The dollar has continued its recovery following the recent correction, but the rally against most markets has not been quite as emphatic as was seen during the previous week. The dollar did, however, rally to its highest level against the Yen since 2002 and reached a five-year high against the New Zealand dollar. The Nikkei continues to benefit from the weak Yen, and this week printed a new 15-year high. For a change, the S&P 500 did not print a new all-time high this week.
As mentioned above, the S&P 500 failed to print a new all-time high this week. It also failed to clear the 60 level on the RSI, which is the bear market resistance range. A break above 60 would suggest further rally to new all-time highs. But continued failure may lead to further weakness.
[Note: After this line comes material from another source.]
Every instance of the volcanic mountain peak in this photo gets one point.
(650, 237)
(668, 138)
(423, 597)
The Nasdaq 100, which has lagged the S&P 500 in recent weeks, came very close to breaking out to new multi-year highs, but failed to break through resistance from the 27th April high. Here too we have seen a few stabs at the 60 level on the RSI but no decisive breakthrough. The RSI closed the week at 55.51. It is possible that both of these markets will breakout to new highs this coming week, but support is also close to current price levels.
We wrote last week that having made a new 15-year high, the Nikkei had further room to the upside and my possibly rally another 1500 points from last week’s close. It rallied 305 points at one stage during this past week but gave back most of the gains. A weak Yen is good for the Nikkei, so these markets are likely to move together. With the Yen dropping to its lowest level since 2002 against the dollar this week, additional weakness should it appear, would likely benefit the Nikkei.
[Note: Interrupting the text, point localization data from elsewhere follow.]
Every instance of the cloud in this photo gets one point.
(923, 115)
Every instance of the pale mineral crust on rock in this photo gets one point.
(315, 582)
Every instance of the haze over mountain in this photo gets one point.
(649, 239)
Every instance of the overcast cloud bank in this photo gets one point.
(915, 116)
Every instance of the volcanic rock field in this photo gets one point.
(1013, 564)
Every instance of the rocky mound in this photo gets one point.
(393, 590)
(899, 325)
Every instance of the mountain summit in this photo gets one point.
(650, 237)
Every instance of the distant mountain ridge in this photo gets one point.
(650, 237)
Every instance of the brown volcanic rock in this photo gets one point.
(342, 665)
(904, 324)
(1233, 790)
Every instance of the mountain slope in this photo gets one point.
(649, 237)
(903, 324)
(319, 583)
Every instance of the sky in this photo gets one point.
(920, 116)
Coffee dropped to its lowest level since January 2014 as soft commodities and grains markets continue to remain under pressure. Soybeans and corn also traded at their lowest level since October last year and other grains markets also remain weak. Rough rice has fallen to its lowest level this month since 2006. It’s possible that we will see additional weakness in these markets over the coming days and weeks.
Gold and silver remain in directionless trade, as the consolidation pattern that has lasted for months continues. Copper, on the other hand, is starting to look very weak since the failure to break above 296. This week has seen the RSI drop below 40, which indicates further weakness ahead. This weakness may continue lower over the next few weeks towards the continuous contract low currently at 241.90.
The energy markets also remain mixed. Currently only heating oil and no leaded gas have completed trend changes to up. Brent Crude, Light Crude and Natural Gas all remain in long-term downtrends. Of these, both Crude markets are within range of testing key resistance. Natural gas remains the weakest in the complex, and we could see a test of the key April low this week.
The dollar index rallied early in the week but was unable to push higher. The RSI did poke above 60, but not in the decisive fashion that would be required to suggest that a rally back to the March highs was imminent, although that is where we expect the dollar will eventually end up.
The big currency moves came in the New Zealand dollar and the Yen, as mentioned above. The kiwi dropped to its lowest level since 2010 this week, having declined some 240 pips. The Yen shed a similar amount. Both markets could have further to run.
Interest rate futures
The 30-year T-bond continued its recent rally and broke through short-term resistance in the process. As mentioned previously, the long bond was the first market in this sector to confirm a change of trend to down. The other markets in the sector all remain in long-term uptrends.
The 3-month Eurodollar looks set to test its recent high this week. This market has rallied from support, and the RSI remains in the bull-range. We could see a breakout to new highs in the coming days.